Stando in fila ad aspettare i miei ravioli – o, sottolineo, l’altrettanto valida piadina cinese: deliziosa! – capita di trovare gli italiani un po’ impreparati sul concetto di street food. Prendono in mano l’involucro fumante e si guardano intorno, e chiedono: “Beh, magari li mangiamo sulla panchina?” “Ma anche camminando!”, risponde la signora cinese alla cassa che, ricorda: “È così che funziona”. Come funzioni lo street food noi italiani non lo abbiamo capito ancora bene.
Ci piace, ma ci fa strano non avere le gambe sotto al tavolo se ci troviamo in mano una forchetta.

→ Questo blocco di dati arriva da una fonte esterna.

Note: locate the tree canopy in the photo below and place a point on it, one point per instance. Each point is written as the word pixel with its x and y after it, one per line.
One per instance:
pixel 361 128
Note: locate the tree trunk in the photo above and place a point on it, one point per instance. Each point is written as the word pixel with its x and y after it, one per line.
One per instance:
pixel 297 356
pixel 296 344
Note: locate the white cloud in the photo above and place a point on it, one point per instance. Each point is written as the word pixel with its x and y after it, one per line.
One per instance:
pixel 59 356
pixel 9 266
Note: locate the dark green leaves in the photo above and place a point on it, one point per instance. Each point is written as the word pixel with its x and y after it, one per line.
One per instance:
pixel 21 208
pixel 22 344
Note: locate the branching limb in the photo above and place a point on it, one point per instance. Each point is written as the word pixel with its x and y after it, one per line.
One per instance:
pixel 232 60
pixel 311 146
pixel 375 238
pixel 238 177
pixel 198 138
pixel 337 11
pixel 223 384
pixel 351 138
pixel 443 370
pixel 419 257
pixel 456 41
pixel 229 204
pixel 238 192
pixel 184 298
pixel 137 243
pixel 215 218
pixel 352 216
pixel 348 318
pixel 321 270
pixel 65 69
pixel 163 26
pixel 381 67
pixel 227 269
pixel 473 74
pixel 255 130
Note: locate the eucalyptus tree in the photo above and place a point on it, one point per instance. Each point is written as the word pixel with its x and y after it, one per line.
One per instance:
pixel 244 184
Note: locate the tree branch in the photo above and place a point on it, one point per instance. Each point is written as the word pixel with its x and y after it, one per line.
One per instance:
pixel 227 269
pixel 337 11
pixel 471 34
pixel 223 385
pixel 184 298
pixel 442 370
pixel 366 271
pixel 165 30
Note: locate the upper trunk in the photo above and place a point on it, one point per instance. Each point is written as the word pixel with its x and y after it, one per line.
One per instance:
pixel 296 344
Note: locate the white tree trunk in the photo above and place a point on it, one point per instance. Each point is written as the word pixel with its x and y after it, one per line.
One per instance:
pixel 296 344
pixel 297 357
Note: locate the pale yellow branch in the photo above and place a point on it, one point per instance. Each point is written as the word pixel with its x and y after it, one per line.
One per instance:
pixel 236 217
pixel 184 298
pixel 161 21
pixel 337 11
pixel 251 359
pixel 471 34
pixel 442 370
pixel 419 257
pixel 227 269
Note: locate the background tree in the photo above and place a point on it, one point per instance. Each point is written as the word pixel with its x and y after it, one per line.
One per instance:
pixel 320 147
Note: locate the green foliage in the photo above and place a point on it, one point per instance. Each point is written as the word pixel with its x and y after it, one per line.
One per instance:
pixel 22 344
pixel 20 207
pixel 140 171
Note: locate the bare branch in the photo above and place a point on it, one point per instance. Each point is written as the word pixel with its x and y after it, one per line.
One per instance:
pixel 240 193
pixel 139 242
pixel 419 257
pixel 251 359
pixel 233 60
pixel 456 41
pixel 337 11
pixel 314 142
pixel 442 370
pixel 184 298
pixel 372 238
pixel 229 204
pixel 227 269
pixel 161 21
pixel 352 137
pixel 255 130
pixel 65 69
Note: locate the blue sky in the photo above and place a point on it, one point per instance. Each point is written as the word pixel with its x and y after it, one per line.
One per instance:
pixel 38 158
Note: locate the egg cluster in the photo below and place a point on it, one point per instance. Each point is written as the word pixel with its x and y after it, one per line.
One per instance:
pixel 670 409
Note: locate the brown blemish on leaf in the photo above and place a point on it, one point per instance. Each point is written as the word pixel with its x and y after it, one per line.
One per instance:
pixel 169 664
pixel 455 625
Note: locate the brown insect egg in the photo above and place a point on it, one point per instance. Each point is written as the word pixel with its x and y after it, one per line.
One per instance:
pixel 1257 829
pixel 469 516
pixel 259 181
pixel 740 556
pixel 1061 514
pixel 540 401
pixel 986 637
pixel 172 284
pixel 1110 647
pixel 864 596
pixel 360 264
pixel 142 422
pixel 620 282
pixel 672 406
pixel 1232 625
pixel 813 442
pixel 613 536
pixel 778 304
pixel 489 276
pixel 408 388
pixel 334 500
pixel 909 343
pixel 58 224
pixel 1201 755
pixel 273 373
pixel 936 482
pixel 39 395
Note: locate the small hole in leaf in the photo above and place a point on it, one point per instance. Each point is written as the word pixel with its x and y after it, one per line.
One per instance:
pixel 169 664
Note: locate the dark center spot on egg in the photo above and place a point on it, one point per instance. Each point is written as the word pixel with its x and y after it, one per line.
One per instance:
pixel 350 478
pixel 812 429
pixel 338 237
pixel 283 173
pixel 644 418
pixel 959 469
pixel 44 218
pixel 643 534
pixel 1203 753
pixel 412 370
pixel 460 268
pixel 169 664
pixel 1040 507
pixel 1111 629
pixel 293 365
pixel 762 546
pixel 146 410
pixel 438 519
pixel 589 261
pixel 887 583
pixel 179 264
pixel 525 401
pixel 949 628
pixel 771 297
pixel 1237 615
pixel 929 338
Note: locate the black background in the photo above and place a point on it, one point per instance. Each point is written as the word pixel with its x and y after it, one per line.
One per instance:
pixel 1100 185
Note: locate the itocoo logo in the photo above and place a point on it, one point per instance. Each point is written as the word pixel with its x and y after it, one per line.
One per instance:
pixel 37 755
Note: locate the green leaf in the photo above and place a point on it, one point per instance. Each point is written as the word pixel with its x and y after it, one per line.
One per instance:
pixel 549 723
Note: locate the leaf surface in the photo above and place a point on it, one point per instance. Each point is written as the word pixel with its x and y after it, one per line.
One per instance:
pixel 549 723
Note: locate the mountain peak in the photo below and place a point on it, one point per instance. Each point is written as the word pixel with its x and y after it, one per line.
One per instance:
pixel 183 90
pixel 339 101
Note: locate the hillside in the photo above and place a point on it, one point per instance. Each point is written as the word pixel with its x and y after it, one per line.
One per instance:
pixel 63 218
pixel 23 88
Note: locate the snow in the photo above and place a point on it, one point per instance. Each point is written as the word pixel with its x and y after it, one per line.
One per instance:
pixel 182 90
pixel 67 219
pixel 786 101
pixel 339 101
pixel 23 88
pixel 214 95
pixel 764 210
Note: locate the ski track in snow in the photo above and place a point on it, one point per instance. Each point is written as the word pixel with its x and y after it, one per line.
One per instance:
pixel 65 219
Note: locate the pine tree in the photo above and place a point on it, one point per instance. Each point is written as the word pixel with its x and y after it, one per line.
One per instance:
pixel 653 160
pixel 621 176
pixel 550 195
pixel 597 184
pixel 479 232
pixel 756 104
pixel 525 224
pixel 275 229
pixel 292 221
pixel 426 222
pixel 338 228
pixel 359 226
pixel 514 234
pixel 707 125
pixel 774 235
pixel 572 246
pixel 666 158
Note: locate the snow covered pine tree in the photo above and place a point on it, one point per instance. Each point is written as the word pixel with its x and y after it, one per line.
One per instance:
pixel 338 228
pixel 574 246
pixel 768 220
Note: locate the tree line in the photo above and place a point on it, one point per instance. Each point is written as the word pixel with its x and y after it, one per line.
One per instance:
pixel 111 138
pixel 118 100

Per carità, impariamo in fretta, e le file da Agie si fanno sempre più lunghe, come pure nei locali cinesi che hanno presto imitato la formula. A pochi passi c’è la trattoria che prepara piatti tipici cinesi e che sulla vetrata specifica che, assieme al cibo, ti vendono anche la cultura.
Poco più in là ci sono le zuppe da mangiare passeggiando. Uno stile facile quello del take away, ma che – chissà perché – ancora non decolla da noi, almeno da noi ristoratori italiani.